La crinoline s’effondra sous ces blagues, y compris les chansons de café-concert. Le ridicule tue, quoiqu’on en dise. Sa fin précéda de quelques mois la fin du Second Empire, mais elle fut moins brusque. Il y eut des étapes, des paliers, par exemple, la tournure. Puis, d’amincissements en amincissements, on arriva à cette autre antithèse de la crinoline, la robe fourreau. Vers 1875 une revue du marquis de Massa et de moi, au Cercle de l’Union Artistique, exhiba deux comédiennes campées à côté l’une de l’autre, celle-ci épanouie dans une crinoline, celle-là sanglée dans une sorte de parapluie fermé. Il y eut une stupeur dans la salle : « J’étais donc si laide que ça ! » s’exclama Mme de Pourtalès. Laide ! Ce cri fit rire par son invraisemblance, mais il fut la condamnation définitive même du souvenir de la crinoline. Entre nous et aussi entre parenthèses peu de jeunes gens du Second Empire l’apprécièrent. La nécessité de tourner autour d’elle imposait des distances bien involontairement respectueuses.

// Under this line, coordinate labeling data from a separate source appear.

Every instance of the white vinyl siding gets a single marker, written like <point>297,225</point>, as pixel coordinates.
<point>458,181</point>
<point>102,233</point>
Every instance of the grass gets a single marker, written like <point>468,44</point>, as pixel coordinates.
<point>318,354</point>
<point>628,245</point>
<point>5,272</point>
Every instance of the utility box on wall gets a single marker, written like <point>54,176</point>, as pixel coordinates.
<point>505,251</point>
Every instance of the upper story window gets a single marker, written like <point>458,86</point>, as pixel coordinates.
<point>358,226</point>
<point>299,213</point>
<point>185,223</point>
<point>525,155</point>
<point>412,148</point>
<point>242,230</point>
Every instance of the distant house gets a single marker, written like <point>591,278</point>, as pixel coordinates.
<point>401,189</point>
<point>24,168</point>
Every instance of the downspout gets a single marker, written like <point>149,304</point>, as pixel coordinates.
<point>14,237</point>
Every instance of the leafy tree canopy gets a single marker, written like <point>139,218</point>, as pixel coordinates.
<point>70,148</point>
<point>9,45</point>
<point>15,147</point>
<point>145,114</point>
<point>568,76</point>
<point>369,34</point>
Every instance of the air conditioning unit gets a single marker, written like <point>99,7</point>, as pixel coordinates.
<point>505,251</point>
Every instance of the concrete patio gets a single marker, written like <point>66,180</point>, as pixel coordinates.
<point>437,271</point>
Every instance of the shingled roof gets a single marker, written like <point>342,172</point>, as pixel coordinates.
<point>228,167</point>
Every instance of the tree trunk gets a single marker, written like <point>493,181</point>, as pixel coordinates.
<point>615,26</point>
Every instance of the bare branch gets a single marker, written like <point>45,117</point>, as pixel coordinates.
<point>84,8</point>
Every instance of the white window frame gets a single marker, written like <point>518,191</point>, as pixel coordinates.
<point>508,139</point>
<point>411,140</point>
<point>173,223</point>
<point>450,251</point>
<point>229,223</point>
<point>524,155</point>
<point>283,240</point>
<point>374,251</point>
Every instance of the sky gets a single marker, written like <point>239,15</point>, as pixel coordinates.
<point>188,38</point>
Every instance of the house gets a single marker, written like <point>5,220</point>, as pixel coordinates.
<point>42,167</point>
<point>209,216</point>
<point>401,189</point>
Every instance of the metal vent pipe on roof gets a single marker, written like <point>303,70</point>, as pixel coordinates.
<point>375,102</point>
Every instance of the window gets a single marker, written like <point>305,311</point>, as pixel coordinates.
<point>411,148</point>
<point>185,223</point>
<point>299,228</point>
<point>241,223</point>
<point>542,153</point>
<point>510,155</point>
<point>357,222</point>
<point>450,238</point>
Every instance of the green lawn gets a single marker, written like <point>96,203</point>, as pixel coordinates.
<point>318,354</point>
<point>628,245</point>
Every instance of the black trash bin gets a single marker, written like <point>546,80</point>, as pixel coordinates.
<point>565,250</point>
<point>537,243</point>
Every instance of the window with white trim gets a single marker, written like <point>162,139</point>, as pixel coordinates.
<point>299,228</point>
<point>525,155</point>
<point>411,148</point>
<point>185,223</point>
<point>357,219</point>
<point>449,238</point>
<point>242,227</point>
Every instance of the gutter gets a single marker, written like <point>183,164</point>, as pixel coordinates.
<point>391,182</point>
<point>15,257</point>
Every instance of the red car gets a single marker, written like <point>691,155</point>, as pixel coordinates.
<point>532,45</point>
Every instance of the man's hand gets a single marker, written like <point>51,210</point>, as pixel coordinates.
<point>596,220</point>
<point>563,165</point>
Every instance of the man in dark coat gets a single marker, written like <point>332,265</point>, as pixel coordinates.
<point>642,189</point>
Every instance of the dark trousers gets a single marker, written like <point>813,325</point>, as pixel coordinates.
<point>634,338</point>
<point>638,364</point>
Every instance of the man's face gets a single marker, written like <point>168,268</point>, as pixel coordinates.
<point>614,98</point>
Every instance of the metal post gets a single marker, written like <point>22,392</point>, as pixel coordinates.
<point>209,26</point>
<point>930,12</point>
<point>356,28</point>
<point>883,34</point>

Il me semble que l’on est aujourd’hui plus indulgent pour elle, témoin ces charmantes lignes que j’ai découpées je ne sais plus où, inspirées par une visite au Musée des Arts Décoratifs :

« Les écharpes et les châles se balancent comme des ailes. Les dentelles frémissent, les franges ondulent, les volants frissonnent, les petits bustes s’érigent comme des pistils au-dessus de l’énorme corolle de la jupe ; l’étoffe gonflée, au gré vivant des valses et au rythme des polkas, s’enfle en tournant d’un seul côté comme la voilure d’un beau navire. Baudelaire d’ailleurs l’a chantée. Ô crinoline insensée, exemple de ce que l’imagination féminine a de déréglé et d’adorable, corolle à l’envers, coupe immense et renversée parmi l’écume des mousselines et des tulles, décente mais secrètement orgiaque, crinoline qui t’étales à souper à la fois sur les genoux du voisin de droite et le ventre de celui de gauche, tempête d’étoffe, océan de soie où Vénus se cache, tente ronde sous laquelle un sultan pourrait habiter, couvercle du réchaud sur lequel le plat fin mijote, feuilleté de Feuillet, rose aux cent pétales, campanule, gigantesque dôme des villes des Mille et Une Nuits, nuage rond tout prêt à devenir déesse, ô crinoline, on t’a méconnue ! »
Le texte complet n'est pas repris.